Initially, it is clear that a sentencing judge has the discretion to impose consecutive sentences for multiple convictions. Commonwealth v. Marker, 231 Pa.Super. 471, 331 A.2d 883 (1974). See also Pa.R.Crim.P., Rule 1406; and 18 Pa.C.S. § 1361(b). As we have previously observed, "we are not prepared to find that one who commits multiple crimes in sister states earns a constitutional immunity from punishment in each state." Commonwealth v. Daymude, 227 Pa. *334 Super. 115, 117, 323 A.2d 264, 265 (1974). Furthermore, while we approve of New Jersey's enlightened efforts to rehabilitate sex offenders, it is obvious that there is no assurance that the specialized treatment appellant is currently receiving will prove effective. And, in the event treatment does not prove successful, New Jersey would have no power to detain appellant at the expiration of his ten year sentence.[2] (N.J.S.A. 2A:164-6). In light of this possibility alone we cannot view the sentence sub judice as manifestly excessive.

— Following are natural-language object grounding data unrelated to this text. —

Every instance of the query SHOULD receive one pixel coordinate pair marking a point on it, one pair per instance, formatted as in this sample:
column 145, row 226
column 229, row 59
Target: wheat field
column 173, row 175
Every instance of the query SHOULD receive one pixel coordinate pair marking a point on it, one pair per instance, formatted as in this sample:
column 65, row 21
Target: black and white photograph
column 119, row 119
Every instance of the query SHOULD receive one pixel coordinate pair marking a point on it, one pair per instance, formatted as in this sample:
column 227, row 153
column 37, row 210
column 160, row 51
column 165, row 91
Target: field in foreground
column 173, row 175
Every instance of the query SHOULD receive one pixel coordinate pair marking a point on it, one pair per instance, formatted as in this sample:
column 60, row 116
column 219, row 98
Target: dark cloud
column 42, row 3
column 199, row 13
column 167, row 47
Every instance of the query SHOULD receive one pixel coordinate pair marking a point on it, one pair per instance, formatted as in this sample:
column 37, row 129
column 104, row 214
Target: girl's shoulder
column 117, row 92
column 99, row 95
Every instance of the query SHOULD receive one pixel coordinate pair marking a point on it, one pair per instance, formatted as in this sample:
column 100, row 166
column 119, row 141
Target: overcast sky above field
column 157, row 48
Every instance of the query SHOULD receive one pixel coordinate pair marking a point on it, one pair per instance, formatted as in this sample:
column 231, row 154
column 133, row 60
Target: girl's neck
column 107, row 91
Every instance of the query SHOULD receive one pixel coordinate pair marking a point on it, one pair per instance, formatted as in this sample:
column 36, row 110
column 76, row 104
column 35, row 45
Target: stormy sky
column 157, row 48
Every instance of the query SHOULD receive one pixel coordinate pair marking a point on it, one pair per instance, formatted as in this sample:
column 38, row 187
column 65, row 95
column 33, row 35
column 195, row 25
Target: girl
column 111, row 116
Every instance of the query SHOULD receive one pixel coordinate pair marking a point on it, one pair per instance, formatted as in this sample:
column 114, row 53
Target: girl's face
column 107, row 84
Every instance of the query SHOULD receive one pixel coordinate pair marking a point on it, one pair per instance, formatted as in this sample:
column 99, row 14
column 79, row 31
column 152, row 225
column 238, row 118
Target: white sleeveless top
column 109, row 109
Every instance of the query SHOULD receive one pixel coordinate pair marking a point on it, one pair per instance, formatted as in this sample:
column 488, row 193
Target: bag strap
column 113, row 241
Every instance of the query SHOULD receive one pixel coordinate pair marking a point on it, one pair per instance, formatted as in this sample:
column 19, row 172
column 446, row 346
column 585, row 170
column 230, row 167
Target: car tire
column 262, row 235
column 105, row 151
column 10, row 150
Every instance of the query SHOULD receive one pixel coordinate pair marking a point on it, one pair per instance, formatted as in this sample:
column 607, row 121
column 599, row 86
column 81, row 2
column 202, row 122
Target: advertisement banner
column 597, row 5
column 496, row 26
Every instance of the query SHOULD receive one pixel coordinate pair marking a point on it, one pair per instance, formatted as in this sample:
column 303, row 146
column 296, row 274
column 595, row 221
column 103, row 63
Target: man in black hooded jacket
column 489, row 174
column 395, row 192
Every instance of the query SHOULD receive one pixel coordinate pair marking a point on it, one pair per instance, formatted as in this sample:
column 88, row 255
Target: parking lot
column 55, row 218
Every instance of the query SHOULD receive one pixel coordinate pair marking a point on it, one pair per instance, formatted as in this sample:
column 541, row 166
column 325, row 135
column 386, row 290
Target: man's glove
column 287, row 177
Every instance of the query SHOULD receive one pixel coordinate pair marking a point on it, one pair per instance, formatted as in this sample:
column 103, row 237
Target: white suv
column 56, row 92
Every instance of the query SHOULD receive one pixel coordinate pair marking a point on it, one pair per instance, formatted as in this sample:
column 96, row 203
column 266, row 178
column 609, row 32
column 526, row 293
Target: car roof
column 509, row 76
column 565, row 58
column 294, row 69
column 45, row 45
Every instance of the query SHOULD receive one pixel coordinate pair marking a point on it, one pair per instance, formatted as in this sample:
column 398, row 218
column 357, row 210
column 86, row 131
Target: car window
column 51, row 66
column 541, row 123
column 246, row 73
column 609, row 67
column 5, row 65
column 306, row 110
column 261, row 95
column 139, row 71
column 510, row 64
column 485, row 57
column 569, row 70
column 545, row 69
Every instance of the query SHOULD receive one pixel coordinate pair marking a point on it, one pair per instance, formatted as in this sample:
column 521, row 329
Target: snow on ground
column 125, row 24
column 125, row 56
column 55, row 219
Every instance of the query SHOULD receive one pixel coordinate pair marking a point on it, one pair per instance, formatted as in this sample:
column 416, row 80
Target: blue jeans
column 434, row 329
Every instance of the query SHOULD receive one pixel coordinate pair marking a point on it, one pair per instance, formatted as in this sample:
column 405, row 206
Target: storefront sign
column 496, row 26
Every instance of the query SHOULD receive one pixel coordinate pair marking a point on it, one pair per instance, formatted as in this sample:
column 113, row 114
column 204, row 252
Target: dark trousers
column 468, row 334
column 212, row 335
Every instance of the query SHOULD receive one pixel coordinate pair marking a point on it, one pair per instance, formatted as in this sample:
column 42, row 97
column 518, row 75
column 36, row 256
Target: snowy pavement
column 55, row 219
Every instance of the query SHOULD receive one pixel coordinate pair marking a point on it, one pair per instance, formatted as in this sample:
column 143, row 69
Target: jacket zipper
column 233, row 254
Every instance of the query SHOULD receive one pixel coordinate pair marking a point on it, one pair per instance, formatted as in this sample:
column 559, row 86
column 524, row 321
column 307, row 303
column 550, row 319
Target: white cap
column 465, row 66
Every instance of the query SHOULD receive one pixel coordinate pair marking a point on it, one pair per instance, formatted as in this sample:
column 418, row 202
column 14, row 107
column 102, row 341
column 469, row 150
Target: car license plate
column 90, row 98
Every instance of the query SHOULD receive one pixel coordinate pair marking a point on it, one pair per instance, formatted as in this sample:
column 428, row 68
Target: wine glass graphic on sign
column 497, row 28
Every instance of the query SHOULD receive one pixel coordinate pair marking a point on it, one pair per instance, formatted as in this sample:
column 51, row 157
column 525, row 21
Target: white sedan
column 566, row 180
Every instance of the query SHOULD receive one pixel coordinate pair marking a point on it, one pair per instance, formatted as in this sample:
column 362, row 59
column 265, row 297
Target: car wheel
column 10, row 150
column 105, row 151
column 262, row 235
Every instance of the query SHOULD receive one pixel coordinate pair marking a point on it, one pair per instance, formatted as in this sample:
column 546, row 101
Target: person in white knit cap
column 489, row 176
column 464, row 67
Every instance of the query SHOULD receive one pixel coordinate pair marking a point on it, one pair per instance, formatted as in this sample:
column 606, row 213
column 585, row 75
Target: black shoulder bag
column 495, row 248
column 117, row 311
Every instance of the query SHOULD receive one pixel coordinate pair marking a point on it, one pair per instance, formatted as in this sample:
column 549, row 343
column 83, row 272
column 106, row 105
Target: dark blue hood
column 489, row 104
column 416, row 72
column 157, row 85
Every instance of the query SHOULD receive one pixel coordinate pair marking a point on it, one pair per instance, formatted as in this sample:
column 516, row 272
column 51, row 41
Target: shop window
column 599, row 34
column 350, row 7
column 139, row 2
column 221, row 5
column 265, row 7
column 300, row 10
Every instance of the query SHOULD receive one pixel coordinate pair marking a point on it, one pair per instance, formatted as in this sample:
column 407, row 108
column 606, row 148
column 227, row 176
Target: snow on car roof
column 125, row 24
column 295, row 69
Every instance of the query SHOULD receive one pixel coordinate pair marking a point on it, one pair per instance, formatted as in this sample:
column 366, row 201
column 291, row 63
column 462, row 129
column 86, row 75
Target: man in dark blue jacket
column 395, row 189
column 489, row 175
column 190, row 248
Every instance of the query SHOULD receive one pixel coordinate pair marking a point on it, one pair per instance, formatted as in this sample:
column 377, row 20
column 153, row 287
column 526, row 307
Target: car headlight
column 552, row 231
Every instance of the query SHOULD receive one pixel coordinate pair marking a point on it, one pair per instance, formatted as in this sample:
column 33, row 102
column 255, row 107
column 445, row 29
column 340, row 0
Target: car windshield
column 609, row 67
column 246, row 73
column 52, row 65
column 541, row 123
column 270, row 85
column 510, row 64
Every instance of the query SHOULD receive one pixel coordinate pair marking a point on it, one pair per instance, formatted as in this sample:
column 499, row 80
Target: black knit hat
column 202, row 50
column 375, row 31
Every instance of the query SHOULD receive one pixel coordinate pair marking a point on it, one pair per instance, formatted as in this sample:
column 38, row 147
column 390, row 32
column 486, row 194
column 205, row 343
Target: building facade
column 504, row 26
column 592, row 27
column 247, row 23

Furthermore, appellant's prior record and background indicate the sentence was proper. The pre-sentence investigation disclosed that in 1962 appellant was arrested in Monroe County on twenty-eight counts of burglary, and following a guilty plea he received a prison sentence of five to ten years. Only two months later he was convicted of prison breach. In 1968 he was paroled.
In addition, despite appellant's protestations to the contrary, we believe a Pennsylvania sentence that would run concurrent to the New Jersey sentence would unduly depreciate the gravity of his crime. In this connection, the victim of the rape in Monroe County testified that appellant threatened her with death if she did not comply with his demands.
Finally, we entertain no doubt that the sentencing judge gave thoughtful and thorough consideration to his decision. As that judge stated: "In imposing sentence, the Court considered the gravity of the offense committed. We considered also the other sexual offenses committed in New Jersey and the similar offenses committed in Pennsylvania. We are completely convinced that to place the Defendant on *335 parole, upon his release from the New Jersey offense, would be dangerous to the public safety."
While the sentence was admittedly stiff, we are satisfied that it was not so manifestly excessive as to constitute too severe a punishment.
Judgment of sentence affirmed.
NOTES
[1] The record does not disclose the exact date this crime occurred.
[2] It should also be noted that under the New Jersey Sex Offender Act a person committed pursuant to that Act may be released under parole supervision when it appears to the appropriate authorities "that such person is capable of making an acceptable social adjustment in the community." (N.J.S.A. 2A:164-8). Thus, theoretically appellant could be released from confinement in New Jersey well before the expiration of his ten-year term. Indeed, at the Pennsylvania sentencing hearing appellant stated, "I will be under this program for approximately five years."